Tsubame automatically put her hand on the door handle, but paused when she realized Yahiko wasn't headed to the room, but to her side of the car. Bemused, she let him open the door for her.

"Why do you do that?" she asked hesitantly as she got out.

"Do what?"

"Open the door for me." Tsubame couldn't remember any of the few guys she'd gone out with in school ever doing that for her, and none of the guys at the office where she'd worked did that. Of course, if they had, girls like Meg and Sara would have chewed them out for being 'sexist'.

Yahiko gave a lopsided grin. "Because if I didn't my dad would kill me." Then he stopped and grimaced a little. "Not that he could anymore." He shrugged. "I guess old habits die hard," he said. Then he closed the car door, opened the back and retrieved his sword, backpack, and a duffel bag he'd left on the floor.

Wordlessly, she followed him to the motel room door, waited as he unlocked and pushed it open, and walked past him into the room.

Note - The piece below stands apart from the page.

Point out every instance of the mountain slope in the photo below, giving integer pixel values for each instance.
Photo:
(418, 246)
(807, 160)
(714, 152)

The room was decorated in shades of gold, beige, and brown. Along the wall to the left was a long, low chest of drawers with a TV and remote on them. A doorway with an open door set in the wall led to a bathroom. To the right were the beds with gold colored polyester coverlets. She was thankful to see that there were twin beds, not a single one, and went and sank down on the edge of the one nearest the door. A tiny table and chair stood in the space between the bed and window.

Closing her eyes, she inhaled through her nose and smelled cleaner, an artificial pine scented disinfectant. The cold scent of the humans who'd been here before lay underneath it, a man and a woman with a baby. Below that was the smell of a single man who'd had fish scales on him, probably traveling back from a fishing trip, and below that…

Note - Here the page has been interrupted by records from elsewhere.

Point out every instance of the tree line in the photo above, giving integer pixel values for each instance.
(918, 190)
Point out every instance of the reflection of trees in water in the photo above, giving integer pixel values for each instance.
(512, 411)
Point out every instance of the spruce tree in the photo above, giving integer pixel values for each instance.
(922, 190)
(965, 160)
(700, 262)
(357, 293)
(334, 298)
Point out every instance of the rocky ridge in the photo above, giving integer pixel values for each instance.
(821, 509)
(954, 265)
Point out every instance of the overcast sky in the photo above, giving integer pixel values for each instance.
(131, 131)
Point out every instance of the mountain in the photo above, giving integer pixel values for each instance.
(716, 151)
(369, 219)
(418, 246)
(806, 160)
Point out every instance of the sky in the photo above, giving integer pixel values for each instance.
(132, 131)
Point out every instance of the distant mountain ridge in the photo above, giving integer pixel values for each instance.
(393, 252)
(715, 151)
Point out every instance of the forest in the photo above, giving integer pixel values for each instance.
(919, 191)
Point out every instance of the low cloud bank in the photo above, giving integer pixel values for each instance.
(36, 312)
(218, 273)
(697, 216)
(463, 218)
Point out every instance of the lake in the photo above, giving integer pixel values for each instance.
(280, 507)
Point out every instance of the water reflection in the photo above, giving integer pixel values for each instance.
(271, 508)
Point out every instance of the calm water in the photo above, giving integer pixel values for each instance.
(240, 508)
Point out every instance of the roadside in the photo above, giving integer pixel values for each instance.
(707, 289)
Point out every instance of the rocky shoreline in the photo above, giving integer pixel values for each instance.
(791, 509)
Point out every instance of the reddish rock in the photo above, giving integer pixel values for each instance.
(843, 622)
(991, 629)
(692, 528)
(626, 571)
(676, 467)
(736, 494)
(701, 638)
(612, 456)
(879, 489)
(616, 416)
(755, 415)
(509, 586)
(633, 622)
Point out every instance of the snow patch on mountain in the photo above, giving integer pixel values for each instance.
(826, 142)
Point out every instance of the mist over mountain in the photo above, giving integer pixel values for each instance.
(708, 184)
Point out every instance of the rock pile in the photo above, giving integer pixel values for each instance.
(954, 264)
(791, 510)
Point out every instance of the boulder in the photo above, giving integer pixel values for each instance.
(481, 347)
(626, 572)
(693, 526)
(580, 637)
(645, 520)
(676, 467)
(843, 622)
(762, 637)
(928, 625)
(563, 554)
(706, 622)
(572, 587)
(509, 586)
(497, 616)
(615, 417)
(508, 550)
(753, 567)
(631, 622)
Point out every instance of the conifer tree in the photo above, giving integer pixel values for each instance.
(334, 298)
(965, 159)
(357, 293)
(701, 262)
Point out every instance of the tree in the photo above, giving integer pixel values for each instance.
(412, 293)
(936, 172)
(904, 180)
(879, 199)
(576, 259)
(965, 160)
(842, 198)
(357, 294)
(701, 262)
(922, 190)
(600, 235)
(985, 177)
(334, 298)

"You want the shower first?"

Tsubame's eyes snapped open.

"Or take a bath? You can take a bath. I'm going to have to go out and get you some new clothes so I'll be gone awhile."

"Clothes?" repeated Tsubame.

Yahiko shifted his weight. "Well, you can't go around like that." He pointed to her stomach.

Looking down she saw the bloodstains crusted across her middle. The wound had already shut and was healing up. She'd gotten worse from bears and wildcats she'd drunk from in the mountains.

"How will you buy clothes? It must be past midnight."

"Sav-Ons are open 24 hours, and the clerk told me there's one down the street. They usually have t-shirts and stuff. What size are you?"

"Small. I'm a size four." Tsubame told him bemusedly.

"OK. I'll come back and stick the clothes on the floor of the bathroom when I get back." He raised his hands at her sharp stare. "I won't look, I swear it."

With that, he backed away toward the door and hastily went through it. Tsubame had the curious feeling that if normal blood still flowed through his veins, Yahiko would have been blushing. Suddenly she wasn't worried about him spying on her in the bathroom.

Pulling off her ruined tank top, she went to the bathroom and proceeded to have both a bath and a shower, thanking her lucky stars for the little soaps and shampoo and conditioner samples on the sink countertop.

She saw the door open a crack while she was rinsing the shampoo out of her hair and tensed, but as promised, Yahiko simply pushed a pile of clothing through the crack and shut the door again. She'd sensed vampire presence when he'd returned, but the running water all around her made it fuzzy seeming and odd.

Stepping out of the shower, she toweled her hair mostly dry and wrapped the dampened fabric around her middle. Her hands stilled in their motion of tucking the excess edge in at her breast. There were two voices coming from beyond the door outside the bathroom, and now that she concentrated, she felt two different vampire presences.

Part of Tsubame wanted to try to crawl down the shower drain with the draining water. Shaking the cowardly impulse off, she strode to the door, picking her knife out of the scabbard that she'd left on the sink countertop, and pulled the door open abruptly.

Two heads swiveled around to look at her. Yahiko was sitting on the bed by the door and across from him on the other bed was a taller, lanky vampire who looked around in surprise, then smirked when he saw her. He was a very familiar looking vampire.

"You!" Tsubame hissed, and lunged forward, knife blade poised to strike.